The violence in Georgia may have subsided, but the consequences of the past few days will play out in South Ossetia and Abkhazia for many years, writes Caucasus expert Magdalena Frichova.
Relations between Russia and Georgia have reached a poisonous new low. But it is relations within the conflict regions that will suffer most.
All ethnic groups have suffered at the hands of the main protagonists – with widespread reports of war crimes – and it is difficult to see how the ethnic Ossetians and Abkhaz will cohabit peacefully once again with ethnic Georgians.
The two ethnic conflicts had been largely dormant and their peace processes frozen. But since the 2003 Rose Revolution, Tbilisi’s pro-peace rhetoric was accompanied by an assertive and sometimes militant push to restore Georgia’s territorial integrity and counter Russia’s meddling in the region.
Security in the zones of conflict had deteriorated and confidence between the divided communities plummeted.
South Ossetia has been ripped apart in the latest fighting.
In this region of 75,000 people, ethnic Georgian and ethnic Ossetian villages exist side by side in a chequerboard-like pattern. After an earlier Georgian military adventure in 2004, and with the peace process stalled, the communities grew so deeply apart that they now have separate gas and electricity networks.
A web of bypass roads exists to help them avoid each other.
The United Nations refugee agency UNHCR estimates that almost 100,000 people have been displaced from South Ossetia and areas around it in the last few days. Moscow says some 25,000 South Ossetians have found refuge in Russia, in North Ossetia.

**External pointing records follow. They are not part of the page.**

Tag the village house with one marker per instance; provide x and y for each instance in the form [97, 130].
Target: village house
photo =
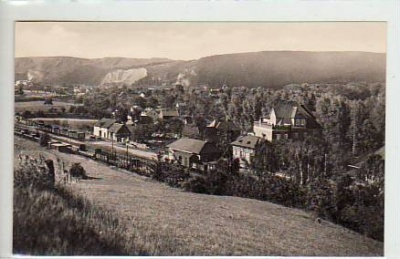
[193, 153]
[101, 128]
[245, 147]
[168, 114]
[222, 131]
[286, 120]
[119, 132]
[149, 114]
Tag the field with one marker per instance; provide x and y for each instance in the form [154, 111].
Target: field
[168, 221]
[35, 106]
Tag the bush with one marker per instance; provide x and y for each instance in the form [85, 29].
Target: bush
[78, 171]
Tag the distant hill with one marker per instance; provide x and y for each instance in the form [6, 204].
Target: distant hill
[272, 69]
[69, 70]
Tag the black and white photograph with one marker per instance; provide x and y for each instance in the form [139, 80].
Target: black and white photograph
[199, 138]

The number of civilian casualties has yet to be independently established. Moscow claims 2,000 people were killed. US-based Human Rights Watch has said this cannot be independently verified.
Sources on the ground also make as yet unverifiable claims about atrocities and other crimes. Larisa, an Ossetian refugee in North Ossetia, told me that her neighbour, now also in Vladikavkaz, “witnessed burning of people in a village church” before reaching safety. A Georgian source talked of abductions by Ossetians of Georgian males who stayed behind in the conflict zone’s villages.

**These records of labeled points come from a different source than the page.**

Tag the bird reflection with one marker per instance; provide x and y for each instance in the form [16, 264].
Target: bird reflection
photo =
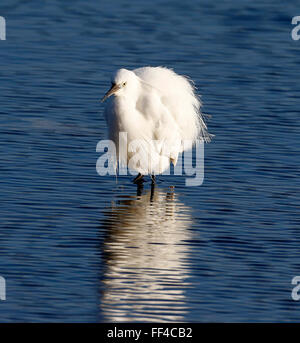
[146, 257]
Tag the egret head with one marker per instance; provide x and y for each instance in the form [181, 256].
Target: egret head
[123, 83]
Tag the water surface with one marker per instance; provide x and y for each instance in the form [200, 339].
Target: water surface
[75, 246]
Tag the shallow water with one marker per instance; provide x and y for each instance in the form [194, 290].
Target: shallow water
[75, 246]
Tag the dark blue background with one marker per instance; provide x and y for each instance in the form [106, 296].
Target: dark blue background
[64, 230]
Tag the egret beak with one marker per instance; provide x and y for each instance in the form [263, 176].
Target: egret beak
[114, 88]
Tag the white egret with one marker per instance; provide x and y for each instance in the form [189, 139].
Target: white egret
[159, 110]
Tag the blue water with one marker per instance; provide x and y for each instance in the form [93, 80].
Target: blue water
[77, 247]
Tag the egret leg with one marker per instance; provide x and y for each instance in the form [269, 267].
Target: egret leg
[138, 178]
[152, 191]
[139, 190]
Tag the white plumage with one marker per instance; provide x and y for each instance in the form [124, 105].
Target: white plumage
[159, 110]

Russia and Georgia are also trading accusations of mass atrocities. But leaving the song and dance of politically motivated justifications aside, ethnic hatreds are once again out in the open, and war traumas from the early 1990s have resurfaced between Georgians and Ossetians.
Credible and impartial investigations of violations and, if appropriate, the prosecution of perpetrators, could advance long-term reconciliation and would help build confidence that Western responses will be even handed.
This is important, as there may well be a need for a bigger EU role in peacekeeping and conflict resolution.
If the new ceasefire holds, security guarantees will be necessary to enable civilians to return.
The pre-conflict peacekeeping force – composed of a battalion from each of Georgia, Russia and South Ossetia – is not adequate to deliver long-term security to the region.
In Abkhazia, where fighting was largely limited to the Kodori Gorge, the main risk now is of a new wave of people being uprooted from their homes.
More than 200,000 ethnic Georgians fled Abkhazia during the 1992-1993 war. Since then, some have returned to Gali, a historically Georgian-inhabited district adjacent to the ceasefire line.
The approximately 60,000 returnees have splintered loyalties. Ethnically Georgian, they fall under the de facto Abkhaz administration and they have been subject to human rights abuses by both sides. The Abkhaz question their political loyalties, the Georgians consider them traitors.
There have been no reports as yet of a mass exodus. The Russian troops advancing into Georgia proper passed through the area but there was no widespread fighting.
However, in the poisonous environment generated by the conflict, the Georgians who stayed behind in Abkhazia may now be treated even more harshly – by both sides.
Without decisive international pressure to protect them, they could be displaced. Here, too, the existing peacekeeping mission – a Russian-dominated Commonwealth of Independent States (CIS) force observed by the UN – will not now be trusted by all sides, and an international peacekeeping contingent may be needed.
Tbilisi’s reckless miscalculation in South Ossetia, and Russia’s subsequent aggressive and disproportionate response, have deepened the divide between Georgia and its breakaway regions.
Over the past decade, Tbilisi’s strategy of isolation and pressure against the regions had failed to make Georgia attractive to the Abkhaz and Ossetians.
The Georgian operation in South Ossetia has may have alienated them irreversibly.
While they had long understood that Russia was more interested in their territory than people, the recent conflict has turned their regions into de facto Russian protectorates.
This is also bad news for Abkhaz and South Ossetians, most of whom welcome Russia’s security umbrella, but do not want to take orders from Moscow.